胡立德拿过那本只有巴掌大小的笔记,随手翻了翻,见没写什么东西,又折回扉页,扉页那贴有一张照片,拍的是一个少年,嗯……或者说是青年?
乍一看还不太好判断年纪,从外貌上看,其实挺年轻的,长得挺不错,放学校里是会有少数女生追的男生,但略黑的眼圈让人感觉他带着一种只有成年人才有的班味儿。

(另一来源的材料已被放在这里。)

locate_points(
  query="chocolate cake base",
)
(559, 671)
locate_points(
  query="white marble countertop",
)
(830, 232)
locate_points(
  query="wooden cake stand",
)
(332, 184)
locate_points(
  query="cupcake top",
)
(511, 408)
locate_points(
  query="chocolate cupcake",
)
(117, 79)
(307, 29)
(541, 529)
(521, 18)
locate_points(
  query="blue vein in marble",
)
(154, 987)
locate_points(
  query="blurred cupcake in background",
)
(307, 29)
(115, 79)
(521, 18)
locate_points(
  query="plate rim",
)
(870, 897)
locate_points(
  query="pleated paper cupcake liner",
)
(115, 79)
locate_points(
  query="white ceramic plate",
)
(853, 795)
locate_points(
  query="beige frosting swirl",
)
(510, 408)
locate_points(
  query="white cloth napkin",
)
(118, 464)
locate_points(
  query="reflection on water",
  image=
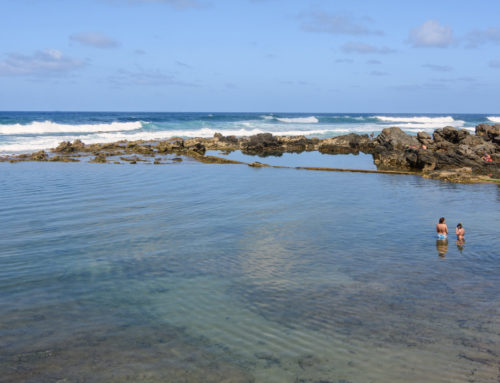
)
(442, 247)
(226, 273)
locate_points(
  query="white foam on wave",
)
(299, 120)
(45, 127)
(421, 122)
(32, 144)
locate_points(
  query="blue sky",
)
(250, 55)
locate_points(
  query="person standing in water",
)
(460, 231)
(442, 229)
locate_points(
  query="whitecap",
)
(299, 120)
(38, 127)
(494, 119)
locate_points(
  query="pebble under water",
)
(208, 273)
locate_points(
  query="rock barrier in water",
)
(449, 153)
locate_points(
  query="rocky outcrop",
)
(449, 153)
(349, 143)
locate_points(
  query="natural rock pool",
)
(194, 272)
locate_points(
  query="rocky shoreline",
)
(450, 154)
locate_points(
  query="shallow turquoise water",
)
(195, 272)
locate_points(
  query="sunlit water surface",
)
(211, 273)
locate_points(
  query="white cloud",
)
(344, 61)
(179, 4)
(431, 34)
(494, 64)
(363, 48)
(323, 22)
(378, 73)
(49, 62)
(438, 68)
(94, 39)
(142, 77)
(480, 37)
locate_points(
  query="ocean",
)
(32, 131)
(192, 272)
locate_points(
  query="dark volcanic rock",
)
(395, 139)
(451, 135)
(39, 156)
(263, 144)
(489, 132)
(349, 143)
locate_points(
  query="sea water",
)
(209, 273)
(32, 131)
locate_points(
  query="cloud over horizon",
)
(431, 34)
(94, 39)
(178, 4)
(438, 68)
(363, 48)
(48, 62)
(323, 22)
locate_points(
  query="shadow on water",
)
(210, 273)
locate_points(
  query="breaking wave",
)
(421, 122)
(45, 127)
(299, 120)
(31, 144)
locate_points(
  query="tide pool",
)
(196, 272)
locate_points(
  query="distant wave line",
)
(37, 127)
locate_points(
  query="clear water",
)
(212, 273)
(308, 159)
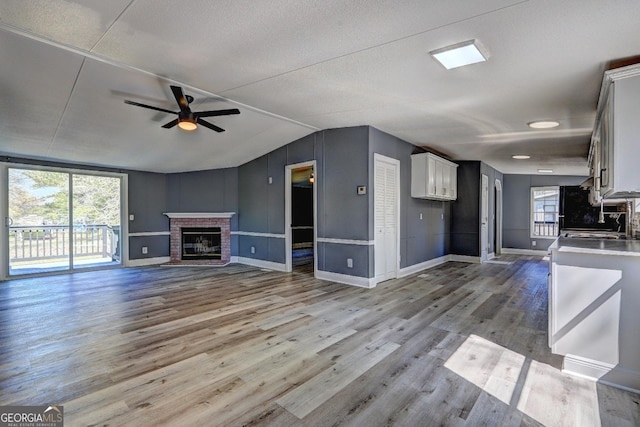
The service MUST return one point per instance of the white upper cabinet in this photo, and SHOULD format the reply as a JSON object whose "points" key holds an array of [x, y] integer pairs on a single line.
{"points": [[433, 177], [616, 140]]}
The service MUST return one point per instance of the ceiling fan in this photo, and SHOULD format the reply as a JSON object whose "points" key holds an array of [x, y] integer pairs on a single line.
{"points": [[187, 119]]}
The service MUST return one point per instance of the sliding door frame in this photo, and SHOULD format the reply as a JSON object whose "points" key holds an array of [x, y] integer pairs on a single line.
{"points": [[4, 212]]}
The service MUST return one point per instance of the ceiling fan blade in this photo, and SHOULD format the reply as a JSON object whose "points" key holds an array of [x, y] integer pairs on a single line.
{"points": [[180, 98], [217, 112], [137, 104], [171, 124], [209, 125]]}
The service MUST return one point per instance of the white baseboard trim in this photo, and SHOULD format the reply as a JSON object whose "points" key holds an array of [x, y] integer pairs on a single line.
{"points": [[362, 282], [605, 373], [269, 265], [147, 261], [465, 258], [416, 268], [514, 251]]}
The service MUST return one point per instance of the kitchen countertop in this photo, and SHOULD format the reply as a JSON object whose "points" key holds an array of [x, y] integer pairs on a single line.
{"points": [[597, 246]]}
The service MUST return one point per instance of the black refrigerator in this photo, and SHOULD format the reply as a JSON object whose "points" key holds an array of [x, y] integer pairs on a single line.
{"points": [[576, 212]]}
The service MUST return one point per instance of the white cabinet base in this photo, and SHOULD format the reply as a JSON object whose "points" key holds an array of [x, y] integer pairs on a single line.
{"points": [[601, 372]]}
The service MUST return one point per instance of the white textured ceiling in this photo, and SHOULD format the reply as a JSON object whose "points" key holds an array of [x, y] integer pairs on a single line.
{"points": [[296, 66]]}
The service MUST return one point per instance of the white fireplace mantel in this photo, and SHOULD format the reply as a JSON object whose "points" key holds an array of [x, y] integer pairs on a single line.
{"points": [[199, 214]]}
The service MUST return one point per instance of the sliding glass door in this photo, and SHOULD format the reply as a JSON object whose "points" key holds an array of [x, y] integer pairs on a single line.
{"points": [[60, 220]]}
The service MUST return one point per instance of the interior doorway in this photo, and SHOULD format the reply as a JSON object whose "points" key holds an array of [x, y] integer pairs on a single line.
{"points": [[386, 202], [300, 216], [484, 220], [498, 221]]}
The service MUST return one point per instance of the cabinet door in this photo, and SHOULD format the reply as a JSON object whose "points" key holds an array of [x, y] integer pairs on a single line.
{"points": [[446, 181], [606, 148], [453, 182], [439, 184], [432, 176], [419, 177]]}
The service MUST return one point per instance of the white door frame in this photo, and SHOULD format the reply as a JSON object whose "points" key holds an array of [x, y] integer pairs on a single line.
{"points": [[498, 222], [484, 218], [288, 240], [396, 163]]}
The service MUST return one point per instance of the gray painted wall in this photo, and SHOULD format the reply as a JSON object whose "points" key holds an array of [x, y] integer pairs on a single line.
{"points": [[465, 215], [420, 239], [517, 208]]}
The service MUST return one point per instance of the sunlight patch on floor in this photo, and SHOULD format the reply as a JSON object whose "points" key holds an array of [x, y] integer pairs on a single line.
{"points": [[539, 390]]}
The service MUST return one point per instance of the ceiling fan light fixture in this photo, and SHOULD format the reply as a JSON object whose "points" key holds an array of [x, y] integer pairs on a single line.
{"points": [[459, 54], [543, 124], [187, 124]]}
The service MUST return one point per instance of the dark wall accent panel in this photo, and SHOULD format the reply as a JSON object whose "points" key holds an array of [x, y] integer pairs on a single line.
{"points": [[344, 213], [420, 239], [203, 191], [275, 169], [253, 196], [157, 246], [517, 207], [332, 257], [465, 211], [302, 150], [147, 202]]}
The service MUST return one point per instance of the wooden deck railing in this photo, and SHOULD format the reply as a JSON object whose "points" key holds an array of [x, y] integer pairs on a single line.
{"points": [[52, 241]]}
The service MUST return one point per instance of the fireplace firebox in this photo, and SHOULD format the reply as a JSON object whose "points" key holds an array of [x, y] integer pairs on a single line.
{"points": [[201, 243]]}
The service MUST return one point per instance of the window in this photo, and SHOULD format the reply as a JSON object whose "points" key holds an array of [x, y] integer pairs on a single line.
{"points": [[544, 211]]}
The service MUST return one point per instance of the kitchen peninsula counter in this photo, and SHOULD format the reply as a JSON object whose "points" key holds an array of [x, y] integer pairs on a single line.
{"points": [[597, 246], [594, 308]]}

虽然这种疲惫感也会出现在一些内卷的学生身上,但总归还是有点不一样的。
这时,武田崇也凑了上来,盯着照片观察了一会便皱起来眉头,摸着下巴随口猜测道:“看起来像学生啊,不过……提早出社会上班了吗?”
“失忆了还能说得这么准?”胡立德调侃道。
武田崇摇了摇头:“一种感觉,而且的确是有区别的,不过挺难形容。”
这种区别很难形容,大概就是学生再内卷也不太需要承受被领导开除的风险,即便成绩稀烂对自己的下场也有明确预期,写作业就是写作业,不会额外布置作业。
而上班狗的脸上,却常常带有那种随时会被开除,以及随时会被安排额外工作的惊吓感,这个少年脸上恰恰就有类似的气质。
虽然照片里的背景是游乐园的摩天轮,他也笑得很开心,似乎是拍摄于快乐的休假日,但若仔细品味,那眉宇间隐约的不安气质却挥之不去,就像一条被绑了十几年的看门狗被偶尔放出来,撒欢的同时一直担心着会不会被马上叫回家去,继续看门。
如果他在上班,那就很合理了。
毕竟上班狗没有真正的休假,领导随时都有可能会发信息来。
“感觉像是偷渡客,打黑工的那种人。”胡立德说。
尽管他们全都丢失了记忆,但潜意识的判断习惯,还依照着过去生活环境的思维惯性,稳定且顽固地发挥着作用。
“是吗?总之你们是没见过他喽?”少女遗憾地叹了口气。
“对,没见过,不过之后如果遇到了,第一时间和你说。”武田崇点了点头,将笔记交还给对方。
他沉吟了片刻,像是在思索什么,几秒后,开口提议道:“那个……既然你没有其他同伴,要不要来我们营地?大家在一起更安全些,而且也可以交流情报。而且我们营地里有很多普通人需要保护,正需要强大的战力。”
“好啊好啊!”少女连连点头,非常乐意。
“那我们走吧?我们还有另一个同伴就在附近,我去叫他。”武田崇冲胡立德轻轻点头,然后朝之前他们所在的山崖另一边的方位走去。
胡立德心里门儿清,知道他是在提醒自己看紧这个少女。
毕竟对方的实力很强,虽然嘴上说着要和他们一起回营地,但是心里有没有其他打算,却也不是他们能猜到的。
但胡立德也并不太担忧,因为简单交手下来,他也对少女有一定了解了,她的反应速度和身体素质,还有爆发力自然都是一流的,就连破坏力也非常强悍。